Auxiliado por otra joven, aunque menos hermosa que ella y de facciones no tan delicadas, la primera transportó a don Juan al interior de la gruta y encendió fuego. Cuando las llamas extendieron una brillante claridad bajo las bóvedas desconocidas por los rayos del sol, la primera de aquellas muchachas se manifestó en todo el noble y hermoso resplandor de su belleza. Su estatura era más bien alta para una mujer, y en su fisonomía y actitudes se advertía un cierto aire de autoridad incomparable. Su frente estaba adornada con alhajas de oro que brillaban sobre el ébano de su cabellera, la cual descendía en suaves bucles casi hasta sus pies. Sus ojos, todavía más negros que sus cabellos, parecían ocultarse tras la sombra de largas y hermosísimas pestañas.
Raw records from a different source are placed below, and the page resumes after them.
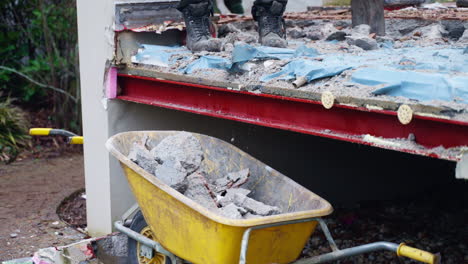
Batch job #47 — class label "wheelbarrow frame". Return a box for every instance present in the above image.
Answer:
[114,212,441,264]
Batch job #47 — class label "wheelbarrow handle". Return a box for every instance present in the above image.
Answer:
[396,243,440,264]
[29,128,83,145]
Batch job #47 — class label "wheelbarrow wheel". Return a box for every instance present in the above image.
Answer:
[128,211,172,264]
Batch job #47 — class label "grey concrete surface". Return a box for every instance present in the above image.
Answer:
[216,0,323,15]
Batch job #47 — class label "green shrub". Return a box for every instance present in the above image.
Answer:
[0,0,81,133]
[0,99,30,163]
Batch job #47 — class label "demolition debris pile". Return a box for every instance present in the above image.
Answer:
[128,132,281,219]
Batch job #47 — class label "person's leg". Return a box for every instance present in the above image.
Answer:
[224,0,244,15]
[252,0,288,48]
[177,0,221,51]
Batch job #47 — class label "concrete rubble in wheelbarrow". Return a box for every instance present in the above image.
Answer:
[128,132,281,219]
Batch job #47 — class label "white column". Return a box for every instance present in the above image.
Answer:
[77,0,114,236]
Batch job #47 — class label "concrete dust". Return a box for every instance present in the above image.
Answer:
[128,132,281,219]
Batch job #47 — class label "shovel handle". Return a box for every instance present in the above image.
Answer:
[29,128,52,136]
[397,243,440,264]
[29,128,83,145]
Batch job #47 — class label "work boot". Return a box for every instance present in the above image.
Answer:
[178,0,222,51]
[252,0,288,48]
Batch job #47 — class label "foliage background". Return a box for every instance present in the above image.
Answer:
[0,0,81,161]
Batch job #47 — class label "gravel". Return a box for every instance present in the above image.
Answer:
[302,186,468,264]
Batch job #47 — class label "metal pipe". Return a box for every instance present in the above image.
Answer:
[239,218,318,264]
[114,221,177,263]
[292,242,398,264]
[317,218,340,251]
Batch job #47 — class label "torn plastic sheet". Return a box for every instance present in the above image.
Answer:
[260,59,352,82]
[351,68,468,103]
[180,55,231,74]
[132,44,191,67]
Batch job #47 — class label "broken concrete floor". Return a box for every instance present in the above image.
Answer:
[123,15,468,121]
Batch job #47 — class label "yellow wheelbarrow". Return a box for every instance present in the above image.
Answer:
[106,131,440,264]
[30,128,440,264]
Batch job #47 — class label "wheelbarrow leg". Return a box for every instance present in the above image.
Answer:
[114,221,181,263]
[292,218,440,264]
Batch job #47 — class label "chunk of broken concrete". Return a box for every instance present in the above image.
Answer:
[458,29,468,44]
[218,188,250,206]
[327,31,346,41]
[417,24,447,40]
[346,36,379,50]
[233,193,281,216]
[154,160,187,188]
[288,28,306,39]
[213,168,250,193]
[151,132,203,175]
[351,24,370,36]
[306,32,322,40]
[184,172,218,211]
[219,203,243,219]
[128,142,159,175]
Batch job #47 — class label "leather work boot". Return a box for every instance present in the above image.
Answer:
[177,0,222,51]
[252,0,288,48]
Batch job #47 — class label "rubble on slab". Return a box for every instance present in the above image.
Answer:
[128,132,281,219]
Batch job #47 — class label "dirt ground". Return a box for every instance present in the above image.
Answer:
[0,153,85,261]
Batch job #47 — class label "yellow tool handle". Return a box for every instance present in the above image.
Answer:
[69,136,83,145]
[397,243,440,264]
[29,128,52,136]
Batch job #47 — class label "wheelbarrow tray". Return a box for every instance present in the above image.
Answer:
[106,131,333,264]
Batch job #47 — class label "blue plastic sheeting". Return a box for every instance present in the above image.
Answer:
[351,68,468,103]
[260,59,351,82]
[232,44,318,63]
[132,44,191,67]
[180,55,231,74]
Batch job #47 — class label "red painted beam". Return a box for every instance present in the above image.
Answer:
[117,74,468,160]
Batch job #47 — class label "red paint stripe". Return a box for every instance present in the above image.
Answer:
[117,74,468,160]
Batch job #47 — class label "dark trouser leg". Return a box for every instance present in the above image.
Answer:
[252,0,288,48]
[177,0,221,51]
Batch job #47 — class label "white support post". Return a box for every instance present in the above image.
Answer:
[77,0,114,236]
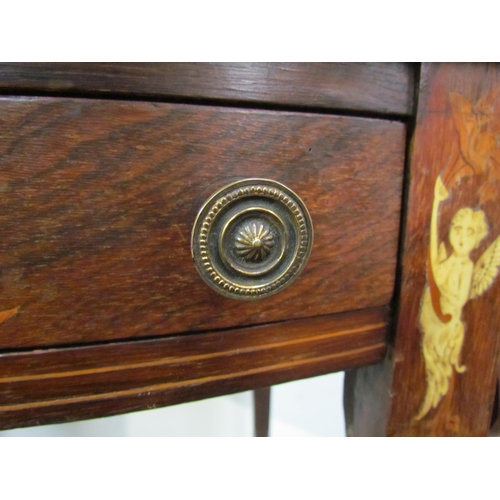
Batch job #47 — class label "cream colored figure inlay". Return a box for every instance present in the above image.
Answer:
[415,87,500,420]
[415,177,500,420]
[236,223,274,261]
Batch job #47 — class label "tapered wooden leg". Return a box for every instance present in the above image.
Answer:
[253,387,271,437]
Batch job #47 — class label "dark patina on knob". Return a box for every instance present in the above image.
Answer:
[191,179,313,300]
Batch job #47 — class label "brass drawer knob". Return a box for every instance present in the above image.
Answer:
[191,179,313,300]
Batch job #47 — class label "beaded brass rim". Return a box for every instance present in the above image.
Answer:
[191,179,313,300]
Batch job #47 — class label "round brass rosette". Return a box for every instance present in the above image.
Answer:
[191,179,313,300]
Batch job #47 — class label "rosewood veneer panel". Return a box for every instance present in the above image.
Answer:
[0,98,405,349]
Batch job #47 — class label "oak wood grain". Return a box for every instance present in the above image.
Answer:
[0,308,388,429]
[0,63,414,115]
[0,98,405,349]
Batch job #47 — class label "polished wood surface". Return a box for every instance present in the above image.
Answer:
[347,64,500,436]
[253,387,271,437]
[0,308,388,429]
[0,63,415,115]
[0,98,405,350]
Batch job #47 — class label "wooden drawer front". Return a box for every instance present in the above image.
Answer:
[0,98,405,349]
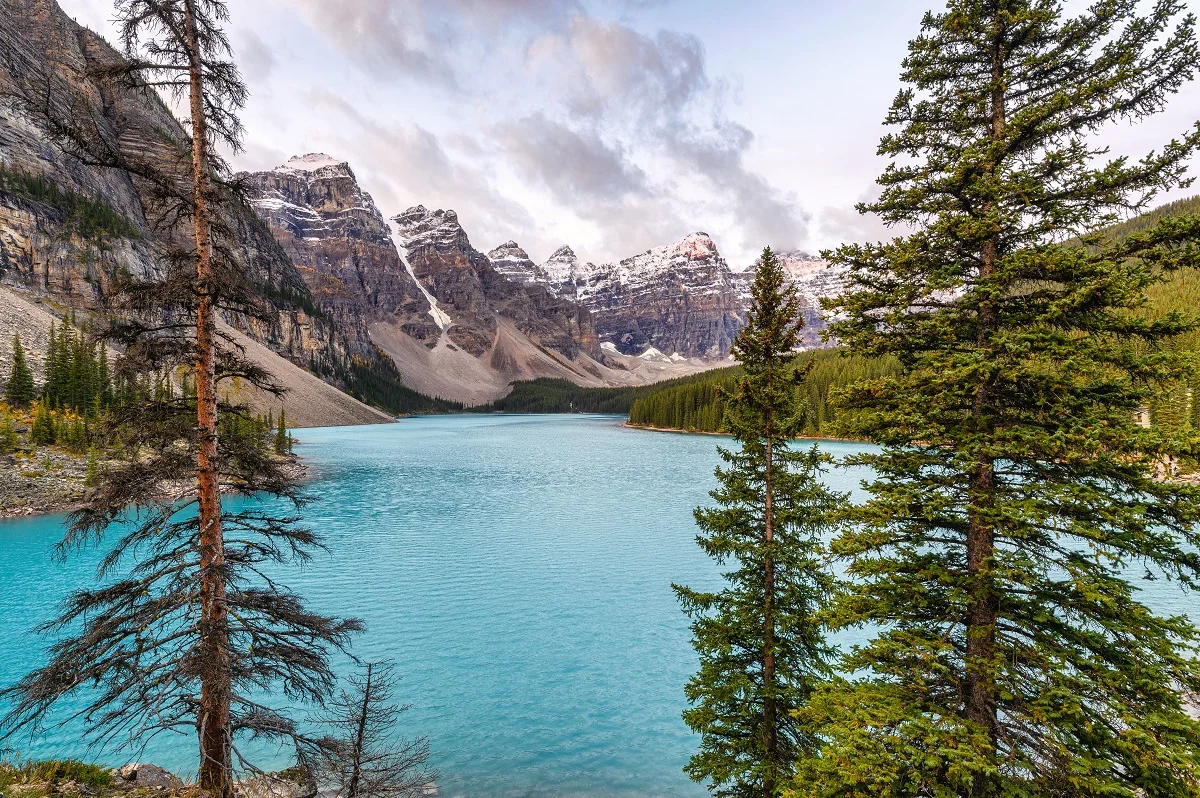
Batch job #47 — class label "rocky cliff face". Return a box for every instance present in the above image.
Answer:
[392,205,602,360]
[238,154,440,356]
[538,233,745,359]
[734,250,846,349]
[0,0,349,376]
[487,241,546,283]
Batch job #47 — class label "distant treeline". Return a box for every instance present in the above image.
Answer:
[467,368,744,415]
[0,166,140,239]
[308,347,463,415]
[629,349,899,436]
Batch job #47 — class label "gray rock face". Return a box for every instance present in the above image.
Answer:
[734,251,846,349]
[540,233,745,359]
[487,241,545,283]
[0,0,360,376]
[113,762,184,791]
[392,205,602,360]
[238,154,439,356]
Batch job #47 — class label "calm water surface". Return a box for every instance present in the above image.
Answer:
[0,415,1183,798]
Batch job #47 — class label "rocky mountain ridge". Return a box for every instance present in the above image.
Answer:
[0,0,388,417]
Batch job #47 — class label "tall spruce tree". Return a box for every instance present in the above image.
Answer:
[674,248,840,798]
[4,332,35,407]
[0,0,361,798]
[796,0,1200,798]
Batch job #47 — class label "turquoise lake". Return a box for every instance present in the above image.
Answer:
[0,415,1187,798]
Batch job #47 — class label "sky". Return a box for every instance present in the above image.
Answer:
[59,0,1200,268]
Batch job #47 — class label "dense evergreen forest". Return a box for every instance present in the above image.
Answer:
[467,368,728,415]
[629,349,898,436]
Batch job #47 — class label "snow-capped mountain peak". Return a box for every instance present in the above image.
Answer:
[275,152,349,172]
[487,241,541,283]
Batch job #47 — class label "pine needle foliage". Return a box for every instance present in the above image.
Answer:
[4,334,35,407]
[794,0,1200,798]
[0,0,361,798]
[674,248,841,798]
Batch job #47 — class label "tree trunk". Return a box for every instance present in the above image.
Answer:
[346,664,374,798]
[964,13,1004,798]
[762,364,780,798]
[184,0,233,798]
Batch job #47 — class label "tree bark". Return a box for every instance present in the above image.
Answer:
[184,0,233,798]
[964,10,1006,798]
[346,664,374,798]
[762,362,780,798]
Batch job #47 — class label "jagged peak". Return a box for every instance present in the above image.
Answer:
[487,241,529,260]
[275,152,350,173]
[391,205,470,247]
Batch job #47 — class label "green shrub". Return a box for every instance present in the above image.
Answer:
[22,760,113,790]
[29,402,59,446]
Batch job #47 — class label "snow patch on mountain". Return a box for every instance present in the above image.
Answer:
[391,217,454,332]
[487,241,544,283]
[282,152,349,172]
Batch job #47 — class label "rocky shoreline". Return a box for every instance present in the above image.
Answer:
[0,446,88,518]
[0,446,312,521]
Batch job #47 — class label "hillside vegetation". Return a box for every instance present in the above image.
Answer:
[629,349,899,436]
[467,368,728,415]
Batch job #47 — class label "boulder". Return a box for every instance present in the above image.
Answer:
[113,762,184,790]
He aquí los ojos que causan las heridas más profundas; las miradas repentinas que dejan escapar atraviesan nuestro corazón más fácilmente que una flecha arrojada por una diestra mano. Del mismo modo, una serpiente extiende de repente sus largos anillos, escondida bajo la hierba, y nos hace sentir a un mismo tiempo su fuerza y su veneno. La frente de la joven tenía la blancura de la nieve, y los colores de sus mejillas recordaban esas luces de la tarde que el sol, al desaparecer en horizonte, tiñe de un dulce tono rosa. Sus labios de coral… ¡labios hechiceros que nos costáis tantos suspiros…! hubieran podido servir de modelo entre todos los labios de mujer de la tierra… Tal era la "señora de la gruta". Sus vestidos estaban hechos de un finísimo tejido y el oro y las piedras preciosas brillaban con profusión en sus manos, entre los encajes, en su cintura. Sus piernas se lucían desnudas y sus pequeños pies, blancos como la nieve, se hallaban encerrados en unos zapatos de linda piel salpicada de diamantes…
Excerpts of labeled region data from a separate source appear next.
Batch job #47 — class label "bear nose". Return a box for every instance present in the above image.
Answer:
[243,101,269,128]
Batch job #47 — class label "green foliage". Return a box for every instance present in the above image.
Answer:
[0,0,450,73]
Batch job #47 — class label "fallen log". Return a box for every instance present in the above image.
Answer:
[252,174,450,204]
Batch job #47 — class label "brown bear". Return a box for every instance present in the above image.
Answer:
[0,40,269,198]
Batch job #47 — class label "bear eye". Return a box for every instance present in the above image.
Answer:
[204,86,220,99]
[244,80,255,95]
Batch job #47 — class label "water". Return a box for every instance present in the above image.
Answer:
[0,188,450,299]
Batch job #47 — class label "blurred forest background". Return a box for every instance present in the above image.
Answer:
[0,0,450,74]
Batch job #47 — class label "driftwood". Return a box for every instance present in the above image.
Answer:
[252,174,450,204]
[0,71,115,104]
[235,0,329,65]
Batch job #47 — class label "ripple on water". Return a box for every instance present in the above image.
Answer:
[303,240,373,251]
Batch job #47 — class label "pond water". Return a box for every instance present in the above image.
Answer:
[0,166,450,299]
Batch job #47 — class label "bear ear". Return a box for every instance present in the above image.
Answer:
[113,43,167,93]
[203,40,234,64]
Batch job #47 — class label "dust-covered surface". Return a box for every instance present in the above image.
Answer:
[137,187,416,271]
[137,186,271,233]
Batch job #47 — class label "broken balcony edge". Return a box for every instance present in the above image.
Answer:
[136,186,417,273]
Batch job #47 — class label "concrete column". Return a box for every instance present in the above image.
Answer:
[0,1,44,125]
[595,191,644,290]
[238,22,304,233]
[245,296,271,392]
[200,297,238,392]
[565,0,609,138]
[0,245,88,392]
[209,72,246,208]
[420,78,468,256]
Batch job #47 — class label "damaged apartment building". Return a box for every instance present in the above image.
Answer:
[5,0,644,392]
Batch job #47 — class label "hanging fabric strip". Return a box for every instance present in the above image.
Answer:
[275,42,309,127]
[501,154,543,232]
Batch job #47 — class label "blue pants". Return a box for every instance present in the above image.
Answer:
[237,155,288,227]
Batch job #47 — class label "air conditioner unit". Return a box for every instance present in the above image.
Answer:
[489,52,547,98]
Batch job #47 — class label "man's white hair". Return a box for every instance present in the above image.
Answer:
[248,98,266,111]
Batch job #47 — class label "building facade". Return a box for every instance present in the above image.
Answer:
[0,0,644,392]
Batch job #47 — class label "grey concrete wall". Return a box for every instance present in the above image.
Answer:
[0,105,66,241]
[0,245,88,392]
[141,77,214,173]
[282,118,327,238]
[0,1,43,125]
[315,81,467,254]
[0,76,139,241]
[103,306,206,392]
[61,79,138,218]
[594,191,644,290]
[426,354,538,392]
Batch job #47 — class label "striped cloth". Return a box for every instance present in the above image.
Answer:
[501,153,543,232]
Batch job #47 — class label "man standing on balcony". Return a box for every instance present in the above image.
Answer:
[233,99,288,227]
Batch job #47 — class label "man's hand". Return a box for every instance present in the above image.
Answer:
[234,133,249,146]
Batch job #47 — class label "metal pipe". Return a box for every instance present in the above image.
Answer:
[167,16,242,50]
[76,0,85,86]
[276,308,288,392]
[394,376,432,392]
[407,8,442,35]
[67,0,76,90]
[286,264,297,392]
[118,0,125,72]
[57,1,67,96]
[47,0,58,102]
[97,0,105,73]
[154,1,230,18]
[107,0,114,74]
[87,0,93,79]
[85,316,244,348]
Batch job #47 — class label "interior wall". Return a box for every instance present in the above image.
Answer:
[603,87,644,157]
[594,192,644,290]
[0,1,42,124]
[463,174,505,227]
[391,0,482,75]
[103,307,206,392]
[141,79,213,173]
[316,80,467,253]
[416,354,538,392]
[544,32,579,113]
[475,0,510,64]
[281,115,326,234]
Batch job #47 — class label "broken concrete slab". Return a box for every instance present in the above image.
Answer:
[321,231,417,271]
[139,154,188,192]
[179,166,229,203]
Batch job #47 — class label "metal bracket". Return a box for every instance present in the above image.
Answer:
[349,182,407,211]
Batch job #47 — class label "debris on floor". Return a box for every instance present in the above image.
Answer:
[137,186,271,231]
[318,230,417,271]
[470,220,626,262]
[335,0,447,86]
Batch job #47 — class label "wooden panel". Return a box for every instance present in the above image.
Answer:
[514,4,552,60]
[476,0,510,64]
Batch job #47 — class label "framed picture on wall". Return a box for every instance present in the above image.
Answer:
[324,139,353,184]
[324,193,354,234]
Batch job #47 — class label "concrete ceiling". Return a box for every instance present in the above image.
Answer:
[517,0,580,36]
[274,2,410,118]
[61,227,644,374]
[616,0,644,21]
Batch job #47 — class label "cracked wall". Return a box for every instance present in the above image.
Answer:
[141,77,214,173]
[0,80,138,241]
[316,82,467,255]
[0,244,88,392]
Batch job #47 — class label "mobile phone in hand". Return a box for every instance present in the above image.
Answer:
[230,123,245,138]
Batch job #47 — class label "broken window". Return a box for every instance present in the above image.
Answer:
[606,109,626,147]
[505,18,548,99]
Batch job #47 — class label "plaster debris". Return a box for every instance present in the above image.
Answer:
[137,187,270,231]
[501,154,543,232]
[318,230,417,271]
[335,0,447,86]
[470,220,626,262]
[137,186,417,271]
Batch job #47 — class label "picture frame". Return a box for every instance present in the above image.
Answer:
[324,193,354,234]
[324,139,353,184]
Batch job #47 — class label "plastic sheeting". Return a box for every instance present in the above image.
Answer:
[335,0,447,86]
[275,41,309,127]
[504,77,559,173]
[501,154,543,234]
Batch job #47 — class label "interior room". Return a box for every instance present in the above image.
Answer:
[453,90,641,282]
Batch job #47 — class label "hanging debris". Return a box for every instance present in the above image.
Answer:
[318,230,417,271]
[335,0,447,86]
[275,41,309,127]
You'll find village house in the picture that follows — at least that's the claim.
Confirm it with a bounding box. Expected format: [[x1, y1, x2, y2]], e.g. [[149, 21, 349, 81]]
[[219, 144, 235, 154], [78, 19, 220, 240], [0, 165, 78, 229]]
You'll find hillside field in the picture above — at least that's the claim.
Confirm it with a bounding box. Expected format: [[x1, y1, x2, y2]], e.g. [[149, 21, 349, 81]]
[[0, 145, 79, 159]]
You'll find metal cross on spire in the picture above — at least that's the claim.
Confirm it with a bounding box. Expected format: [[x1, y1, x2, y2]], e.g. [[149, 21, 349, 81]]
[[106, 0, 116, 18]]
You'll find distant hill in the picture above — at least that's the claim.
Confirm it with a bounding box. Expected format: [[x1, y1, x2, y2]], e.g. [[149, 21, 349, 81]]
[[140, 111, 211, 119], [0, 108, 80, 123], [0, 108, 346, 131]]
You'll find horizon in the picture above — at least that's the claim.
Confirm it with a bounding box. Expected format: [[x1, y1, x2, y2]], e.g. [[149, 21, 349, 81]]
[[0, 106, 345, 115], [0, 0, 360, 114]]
Tan hermosa joven no era una princesa disfrazada, sino la hija única de un viejo que habitaba la isla. Este hombre había sido pescador en su juventud, pero al presente otras atenciones le atraían a recorrer los mares: especulaciones ciertamente menos honrosas que la pesca. El contrabando y la piratería le habían hecho propietario de un millón de duros, bastante mal adquiridos por cierto. Y la hermosísima muchacha era por ello la más rica heredera de todas las islas. Tales islas eran las Cicladas, en una de las cuales se hallaba ahora nuestro héroe. En ella había construido el padre de la hermosa Haida una suntuosa casa y en ella vivía en una dichosa comodidad. ¡Dios sabe el oro que habría robado y la sangre que habría derramado! Era griego de origen, de bastante edad, y poseía un carácter triste y fuerte. Su rica casa era un edificio espacioso y claro, lleno de esculturas, de cuadros y de dorados, al gusto oriental.

Haida era tan hermosa que toda su dote carecía de valor en comparación con su sonrisa. Se criaba en su casa como una hermosa planta en su jardín; a los dieciséis años ya se había negado a varios amantes, mostrando de esta manera la firme voluntad de su alma hacia el verdadero amor. Paseando por la playa a la puesta del sol, había encontrado a don Juan sobre la arena, sin movimiento y casi muerto de hambre y fatiga. Compadecida de su estado y su belleza, se decidió a salvarle; pero, para evitar que el alma codiciosa de su padre quisiera comerciar con el náufrago curándole las heridas y vendiéndole después como esclavo, concibió la idea de depositar por el momento a don Juan en el interior de la gruta. El bien produce placer siempre al que lo ejecuta, y Haida hubo de alegrarse mucho de su decisión de salvar al extranjero desconocido cuando éste abrió los ojos al volver a la vida. Esos ojos negros aumentaron de tal modo su compasión que, si la cosa la fuera hacedera, habría abierto a don Juan las puertas del paraíso.

Haida, ayudada por su fiel sirviente Zoé, colocó a don Juan sobre una cama de pieles y lo cubrió con su propio capote bordado, rogándole que descansara tranquilamente y prometiéndole visitarle al rayar el día próximo para llevarle alimentos.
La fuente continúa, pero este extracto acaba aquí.